I just returned from Copper River where I fished with one of our selected fishermen, Bill Webber. We caught some Wild Cohos (also known as Silvers) at the mouth of the Copper River. These fish are beautiful, bright and healthy. The color of the meat is a wonderful light red. I have secured our fish for this winter and made arrangements to have the best fish next year from fishermen that follow the highest standards set by the best fishermen in Copper River. See article on the criteria for great fish.
It can be dangerous just to put your line in the water!!!
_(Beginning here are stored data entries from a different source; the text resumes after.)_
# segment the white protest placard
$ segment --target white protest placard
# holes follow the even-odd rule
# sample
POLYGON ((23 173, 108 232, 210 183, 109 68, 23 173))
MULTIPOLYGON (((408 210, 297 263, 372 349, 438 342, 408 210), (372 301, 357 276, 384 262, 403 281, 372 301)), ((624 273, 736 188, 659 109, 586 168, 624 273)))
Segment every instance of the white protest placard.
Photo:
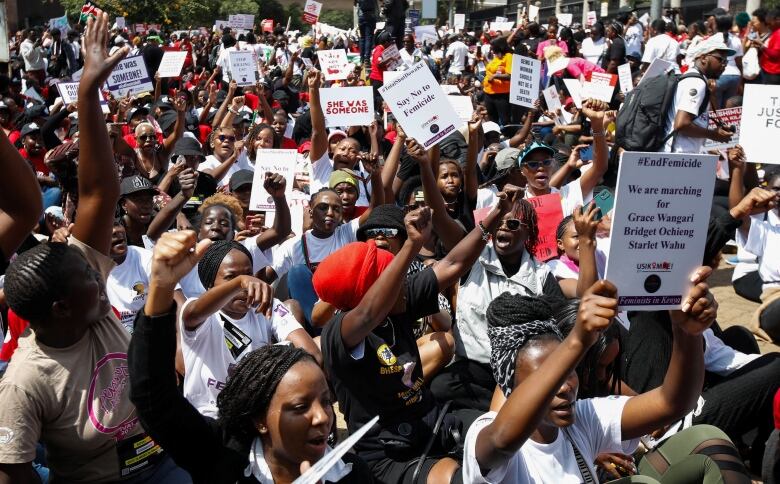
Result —
POLYGON ((406 131, 428 149, 455 131, 458 115, 425 62, 418 62, 379 88, 379 94, 406 131))
POLYGON ((318 50, 317 57, 320 59, 320 70, 325 76, 325 80, 339 81, 346 79, 352 66, 347 60, 347 53, 343 49, 336 50, 318 50))
POLYGON ((239 86, 253 86, 259 79, 257 62, 251 50, 231 50, 228 52, 228 77, 239 86))
POLYGON ((496 17, 496 22, 508 22, 509 19, 506 17, 496 17))
MULTIPOLYGON (((731 140, 726 143, 721 143, 719 141, 713 141, 711 139, 707 139, 704 141, 704 149, 705 150, 722 150, 726 148, 732 148, 739 144, 740 138, 740 124, 742 123, 742 106, 736 107, 736 108, 726 108, 726 109, 719 109, 717 111, 710 111, 708 114, 709 117, 709 129, 717 129, 717 121, 720 121, 725 126, 733 126, 734 136, 731 137, 731 140)), ((747 148, 745 148, 747 150, 747 148)))
POLYGON ((49 19, 49 28, 50 29, 57 29, 60 31, 61 34, 65 34, 65 32, 70 29, 70 25, 68 24, 68 16, 63 15, 62 17, 56 17, 53 19, 49 19))
POLYGON ((601 11, 599 12, 599 15, 601 15, 602 17, 606 17, 607 15, 609 15, 608 1, 601 2, 601 11))
POLYGON ((456 13, 455 18, 452 21, 452 26, 455 30, 461 30, 466 28, 466 14, 456 13))
POLYGON ((422 43, 426 40, 436 42, 439 40, 439 34, 436 32, 435 25, 418 25, 414 28, 414 38, 422 43))
MULTIPOLYGON (((79 98, 79 83, 78 82, 58 82, 57 91, 60 93, 62 103, 67 106, 71 103, 75 103, 79 98)), ((109 113, 108 101, 103 95, 103 91, 98 89, 98 98, 100 99, 100 108, 103 113, 109 113)))
POLYGON ((420 18, 436 18, 436 0, 422 0, 422 16, 420 18))
POLYGON ((307 24, 316 24, 320 18, 320 10, 322 10, 322 3, 306 0, 306 5, 303 7, 303 21, 307 24))
POLYGON ((542 63, 530 57, 512 54, 512 76, 509 84, 509 102, 527 108, 534 107, 539 97, 542 63))
POLYGON ((631 75, 631 64, 626 62, 618 66, 618 79, 620 80, 620 92, 628 94, 634 89, 634 81, 631 75))
POLYGON ((767 84, 746 84, 742 98, 740 144, 753 163, 780 164, 780 90, 767 84))
POLYGON ((573 21, 574 14, 572 13, 562 13, 558 15, 558 23, 564 27, 569 27, 573 21))
POLYGON ((455 84, 442 84, 441 90, 444 91, 444 94, 457 94, 460 95, 460 88, 456 86, 455 84))
POLYGON ((320 88, 325 126, 368 126, 374 120, 371 86, 320 88))
POLYGON ((166 50, 157 72, 160 74, 160 77, 179 77, 186 59, 186 50, 166 50))
MULTIPOLYGON (((539 21, 539 7, 536 5, 529 5, 528 6, 528 20, 531 22, 538 22, 539 21)), ((560 20, 559 20, 560 22, 560 20)))
POLYGON ((593 26, 593 24, 595 24, 598 21, 598 19, 599 18, 596 15, 596 11, 595 10, 590 10, 588 12, 588 27, 593 26))
MULTIPOLYGON (((544 95, 544 102, 547 104, 548 111, 551 113, 557 113, 559 109, 563 111, 561 97, 558 95, 558 88, 556 88, 554 84, 547 89, 542 90, 542 95, 544 95)), ((560 124, 561 121, 563 121, 561 117, 556 116, 555 124, 560 124)))
POLYGON ((127 21, 125 20, 124 17, 117 17, 116 19, 114 19, 114 23, 116 24, 116 28, 118 28, 119 30, 124 30, 125 27, 127 27, 127 21))
POLYGON ((680 308, 702 263, 717 161, 623 153, 606 269, 621 310, 680 308))
POLYGON ((297 161, 298 150, 257 150, 249 210, 275 211, 274 200, 263 187, 266 172, 282 175, 287 182, 284 195, 292 196, 297 161))
POLYGON ((152 78, 149 77, 149 71, 146 70, 146 63, 141 54, 125 57, 119 61, 109 74, 106 85, 115 97, 154 91, 152 78))
POLYGON ((509 32, 514 26, 514 22, 490 22, 490 30, 493 32, 509 32))
POLYGON ((227 20, 215 20, 214 21, 214 31, 215 32, 222 32, 225 29, 230 28, 230 22, 227 20))
POLYGON ((458 118, 460 118, 461 126, 471 121, 471 116, 474 114, 474 104, 471 102, 471 96, 447 96, 447 101, 450 102, 452 109, 455 110, 458 118))
POLYGON ((228 26, 231 29, 252 30, 255 25, 255 16, 246 13, 228 15, 228 26))
POLYGON ((564 79, 563 84, 569 91, 569 96, 571 96, 572 100, 574 101, 574 105, 577 106, 578 109, 582 109, 582 83, 580 80, 564 79))
POLYGON ((394 71, 403 65, 401 61, 401 53, 398 52, 398 47, 395 44, 390 44, 390 47, 385 47, 382 51, 382 62, 386 62, 385 69, 388 71, 394 71))
POLYGON ((674 69, 674 64, 661 59, 660 57, 656 57, 653 59, 653 62, 650 63, 650 65, 647 67, 647 70, 645 71, 645 74, 642 76, 642 79, 639 80, 639 84, 642 84, 642 81, 646 79, 652 79, 656 76, 660 76, 661 74, 666 74, 670 70, 674 69))
POLYGON ((585 99, 598 99, 599 101, 610 102, 612 100, 612 94, 615 92, 617 80, 617 74, 593 72, 591 73, 590 81, 586 82, 583 86, 582 97, 585 99))
POLYGON ((645 13, 644 13, 644 15, 642 15, 641 17, 639 17, 639 22, 640 22, 642 25, 644 25, 645 27, 647 27, 647 25, 650 23, 650 14, 649 14, 649 13, 647 13, 647 12, 645 12, 645 13))

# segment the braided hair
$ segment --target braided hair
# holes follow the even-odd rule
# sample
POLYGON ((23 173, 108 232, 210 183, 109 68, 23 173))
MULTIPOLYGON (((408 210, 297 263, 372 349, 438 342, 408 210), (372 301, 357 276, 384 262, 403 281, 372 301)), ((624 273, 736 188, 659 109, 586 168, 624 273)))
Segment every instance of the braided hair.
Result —
POLYGON ((528 225, 528 238, 525 239, 525 251, 530 255, 536 252, 539 243, 539 222, 536 210, 526 199, 520 199, 515 208, 515 217, 528 225))
POLYGON ((217 240, 206 250, 206 254, 198 262, 198 277, 201 284, 206 289, 214 287, 214 280, 217 278, 219 266, 231 250, 237 250, 249 258, 252 262, 252 254, 246 247, 235 240, 217 240))
POLYGON ((225 388, 217 396, 219 420, 232 436, 248 444, 255 438, 254 418, 263 416, 287 371, 314 357, 288 345, 263 346, 236 365, 225 388))
MULTIPOLYGON (((567 215, 563 217, 563 220, 561 220, 558 223, 558 228, 555 229, 555 240, 563 240, 563 236, 566 235, 566 228, 569 226, 570 223, 574 220, 574 217, 571 215, 567 215)), ((558 255, 562 253, 561 249, 558 249, 558 255)))
POLYGON ((515 387, 517 356, 532 341, 562 341, 553 319, 560 303, 552 296, 519 296, 505 292, 487 308, 490 367, 505 396, 515 387))
POLYGON ((41 321, 67 291, 69 275, 63 264, 68 244, 49 242, 22 252, 5 273, 8 306, 27 321, 41 321))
One thing people don’t know and don’t appreciate is how dangerous it is to fish in Copper River. The weather gets nasty at times, especially in the late season when the Cohos are running. One of the days I was scheduled to go fishing with Bill Webber, it blew 80 miles per hour and there were 28 foot seas. Needless to say, I didn’t go out. Nobody else did either. Storms can come up suddenly, though, and there is nothing that can be done if a fisherman is caught out in a storm. All they can do is pray and hope they make it back. Many have died over the years making Copper River Coho kind of the Second Deadliest Catch.
King vs Silver?
After buying Copper River King Salmon for over 25 years, we discovered that our guests like Copper River Coho (Silver) just as well. What’s more, they are less expensive. Instead of a $45 entrée price for King, we can serve Coho for $20-$26 depending on the portion. Same Omega 3s so it is just as healthy. And I believe that Duke’s is the only restaurant that will have Copper River Cohos in the coming months. If you find it somewhere else, let me know. It is a rare treat for sure.